One case — Mallory v. Eyrich, 922 F.2d 1273 (6th Cir.1991) — conflicts with the gen *382 eral prohibition against the review of non-final orders. Mallory concluded that parties may appeal a Rule 60(b) order, apparently without distinguishing between an order granting or denying relief. See id. at 1277. But even Mallory invoked the Coopers finality standard, and we have since read the case narrowly. See Gen. Med., P.C. v. Horizon/CMS Health Care Corp., 475 Fed.Appx. 65, 69 (6th Cir.2012) (reconciling Mallory with Fuller and noting that we have “rejected claims that Rule 60 orders constitute final judgments”). At any rate, to the extent that Mallory conflicts with Fuller, the earlier-decided Fuller controls. See, e.g., Dupont Dow Elastomers, L.L.C. v. N.L.R.B., 296 F.3d 495, 506 (6th Cir.2002) (stating that “[w]hen a later decision of this court conflicts with the holding of a prior decision, it is the earlier case that controls”).

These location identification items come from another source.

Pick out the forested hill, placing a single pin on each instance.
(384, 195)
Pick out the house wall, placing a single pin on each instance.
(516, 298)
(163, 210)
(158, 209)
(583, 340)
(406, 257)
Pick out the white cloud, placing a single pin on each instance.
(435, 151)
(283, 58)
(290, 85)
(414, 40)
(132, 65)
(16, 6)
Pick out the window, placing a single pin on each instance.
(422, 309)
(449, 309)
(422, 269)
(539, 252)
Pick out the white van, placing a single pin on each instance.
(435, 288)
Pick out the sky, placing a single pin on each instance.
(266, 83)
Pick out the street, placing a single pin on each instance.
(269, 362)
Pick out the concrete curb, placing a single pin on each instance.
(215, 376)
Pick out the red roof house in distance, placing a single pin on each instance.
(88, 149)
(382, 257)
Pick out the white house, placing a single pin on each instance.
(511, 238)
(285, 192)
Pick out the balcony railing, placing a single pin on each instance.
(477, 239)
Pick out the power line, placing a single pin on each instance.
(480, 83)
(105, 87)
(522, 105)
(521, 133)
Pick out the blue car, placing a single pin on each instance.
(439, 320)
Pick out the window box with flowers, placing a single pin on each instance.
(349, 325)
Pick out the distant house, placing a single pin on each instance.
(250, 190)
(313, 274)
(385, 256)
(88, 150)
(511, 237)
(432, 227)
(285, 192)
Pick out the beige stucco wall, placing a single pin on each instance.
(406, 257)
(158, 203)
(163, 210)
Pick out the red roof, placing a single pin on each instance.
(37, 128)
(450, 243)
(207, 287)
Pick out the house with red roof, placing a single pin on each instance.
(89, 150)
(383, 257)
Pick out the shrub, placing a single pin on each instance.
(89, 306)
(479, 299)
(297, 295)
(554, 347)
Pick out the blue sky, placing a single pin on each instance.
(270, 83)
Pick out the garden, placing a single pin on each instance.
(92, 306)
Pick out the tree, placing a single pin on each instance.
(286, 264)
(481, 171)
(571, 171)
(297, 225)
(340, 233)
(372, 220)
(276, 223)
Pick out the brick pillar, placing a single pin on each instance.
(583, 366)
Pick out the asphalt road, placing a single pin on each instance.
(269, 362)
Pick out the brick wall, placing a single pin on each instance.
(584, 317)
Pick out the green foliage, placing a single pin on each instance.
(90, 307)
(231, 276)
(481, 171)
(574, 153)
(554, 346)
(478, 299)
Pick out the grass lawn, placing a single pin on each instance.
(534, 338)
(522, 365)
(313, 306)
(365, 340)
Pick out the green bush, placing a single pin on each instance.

Fuller concluded that no final, appeal-able order results from a Rule 60(b) order setting aside a judgment and reinstating a case where the order is “merely one of the orders which the district court has made and will make in the process of reaching a decision.” 916 F.2d at 360. But Fuller recognized a narrow exception: a party may appeal the grant of a Rule 60(b) motion where “the district court acts without the power to do so.” Id.; see also McDowell v. Dynamics Corp. of Am., 931 F.2d 380, 382 (6th Cir.1991). Under Fuller, if the district court exceeded its power in granting relief, then we may exercise jurisdiction and reverse; if the court acted within its power, then we lack jurisdiction to hear the appeal and must dismiss the appeal. See McDowell, 931 F.2d at 382-84.

Answering this jurisdictional question requires some inquiry into the merits. In both Fuller and McDowell, the appellants argued that the district court improperly granted relief under Rule 60(b)(6) to avoid the one-year time limitation that applies to the rule’s other provisions.